Most single women are very normal people - they don't need to change. There isn't anything 'wrong' with them, apart from society making them feel like lepers or to be pitied in some way.
Hear, hear @LuluJakey1.
The vast majority of people who aren't in relationships are exactly the same as people who are in relationships -- they are no more or less attractive, troubled, pleasant, opinionated, demanding, nice to be around etc.
To turn the question around (as I think someone suggested upthread), it's interesting to think about why friends who are in longterm relationships/married are in those relationships, and not single.
Several of my university friends did teacher training, went straight back to their home towns, got a job in their own old school or somewhere close by, and married their childhood sweetheart/local boyfriend -- it fitted their life plan, and their boyfriends', which was to essentially replicate their parents' lives in the same place. And it seems to have worked.
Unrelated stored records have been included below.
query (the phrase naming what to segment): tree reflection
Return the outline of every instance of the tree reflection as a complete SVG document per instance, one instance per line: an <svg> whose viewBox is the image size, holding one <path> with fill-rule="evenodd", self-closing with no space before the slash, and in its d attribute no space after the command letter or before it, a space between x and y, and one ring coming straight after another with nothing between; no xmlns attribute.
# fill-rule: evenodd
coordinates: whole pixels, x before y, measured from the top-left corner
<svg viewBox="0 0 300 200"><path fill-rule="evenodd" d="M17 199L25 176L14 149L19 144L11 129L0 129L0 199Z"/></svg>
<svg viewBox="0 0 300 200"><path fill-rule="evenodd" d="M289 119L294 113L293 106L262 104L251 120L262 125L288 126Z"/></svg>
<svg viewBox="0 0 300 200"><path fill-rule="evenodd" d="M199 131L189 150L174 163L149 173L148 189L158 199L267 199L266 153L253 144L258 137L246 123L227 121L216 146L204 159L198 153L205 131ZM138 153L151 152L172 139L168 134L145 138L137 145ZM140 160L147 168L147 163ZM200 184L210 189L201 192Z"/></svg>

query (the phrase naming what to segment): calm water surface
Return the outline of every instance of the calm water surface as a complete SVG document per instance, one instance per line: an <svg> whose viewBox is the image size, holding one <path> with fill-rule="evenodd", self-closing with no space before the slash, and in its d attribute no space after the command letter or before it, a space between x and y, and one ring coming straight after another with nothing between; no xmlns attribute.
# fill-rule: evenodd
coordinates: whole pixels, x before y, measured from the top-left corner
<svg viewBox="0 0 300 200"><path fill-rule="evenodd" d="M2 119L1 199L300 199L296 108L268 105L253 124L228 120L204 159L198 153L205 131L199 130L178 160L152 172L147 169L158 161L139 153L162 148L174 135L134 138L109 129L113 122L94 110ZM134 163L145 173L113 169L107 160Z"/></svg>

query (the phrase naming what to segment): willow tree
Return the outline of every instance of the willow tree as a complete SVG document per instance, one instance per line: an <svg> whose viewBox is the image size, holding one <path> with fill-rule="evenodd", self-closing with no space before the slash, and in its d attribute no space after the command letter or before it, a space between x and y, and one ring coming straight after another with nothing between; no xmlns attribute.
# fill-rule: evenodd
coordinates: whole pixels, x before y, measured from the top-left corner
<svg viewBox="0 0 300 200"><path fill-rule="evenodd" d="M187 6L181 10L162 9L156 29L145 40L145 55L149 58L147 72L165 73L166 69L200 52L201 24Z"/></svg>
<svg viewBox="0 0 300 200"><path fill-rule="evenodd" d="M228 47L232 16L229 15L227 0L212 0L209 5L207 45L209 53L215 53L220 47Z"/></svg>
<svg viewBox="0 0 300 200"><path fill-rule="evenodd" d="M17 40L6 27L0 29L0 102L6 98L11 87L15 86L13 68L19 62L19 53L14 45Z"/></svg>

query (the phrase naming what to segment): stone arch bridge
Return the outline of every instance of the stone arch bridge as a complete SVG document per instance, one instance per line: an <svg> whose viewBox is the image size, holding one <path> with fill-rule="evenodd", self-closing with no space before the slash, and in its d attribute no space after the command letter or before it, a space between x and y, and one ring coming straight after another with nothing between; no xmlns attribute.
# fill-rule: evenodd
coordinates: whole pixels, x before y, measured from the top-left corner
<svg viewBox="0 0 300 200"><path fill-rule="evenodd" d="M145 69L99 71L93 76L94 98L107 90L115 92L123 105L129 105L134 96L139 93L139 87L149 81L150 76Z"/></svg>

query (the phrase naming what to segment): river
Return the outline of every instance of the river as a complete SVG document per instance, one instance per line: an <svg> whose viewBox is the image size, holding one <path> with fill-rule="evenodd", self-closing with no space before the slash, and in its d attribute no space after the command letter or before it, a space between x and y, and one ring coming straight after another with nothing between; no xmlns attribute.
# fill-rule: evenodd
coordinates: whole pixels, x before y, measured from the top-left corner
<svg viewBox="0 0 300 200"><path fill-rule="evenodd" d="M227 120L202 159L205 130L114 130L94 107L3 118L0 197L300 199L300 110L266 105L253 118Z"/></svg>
My closest male friend an introvert with a horror of the unfamiliar definitely wouldn't be married with children (by his own account) if his longterm, long-distance girlfriend hadn't got fed up, proposed, organised the wedding, and pursued IVF when they didn't conceive naturally. (In fact this marriage is likely to end soon, because, unfortunately, he's completely unsuited to the daily demands of family life... I imagine he will remain single by choice then.)
Another very good friend (who is bi) had a serious relationship with a man on a postgraduate year abroad, then had a nervous breakdown after she'd returned to her own country, in part because of her highly-pressured PhD course, dropped out and went to live in his country, where she's now married to him with children -- happily, but not without regrets for the path she left behind. If she'd been happier in her studies and hadn't had a famously awful supervisor, she would (again, by her own account) be likely to have pursued relationships with women in her own country.
Another friend is married to a man she used to laugh about when casually dating him because she thought he was a bit of a nerd -- but then she had a serious car accident, he was enormously caring and nursed her back to health, and they married and have children. If she hadn't had the accident, their relationship is unlikely to have made it past casual dates.
The reasons people are married/coupled up are as various (and, I think) as essentially meaningless, as why people are single.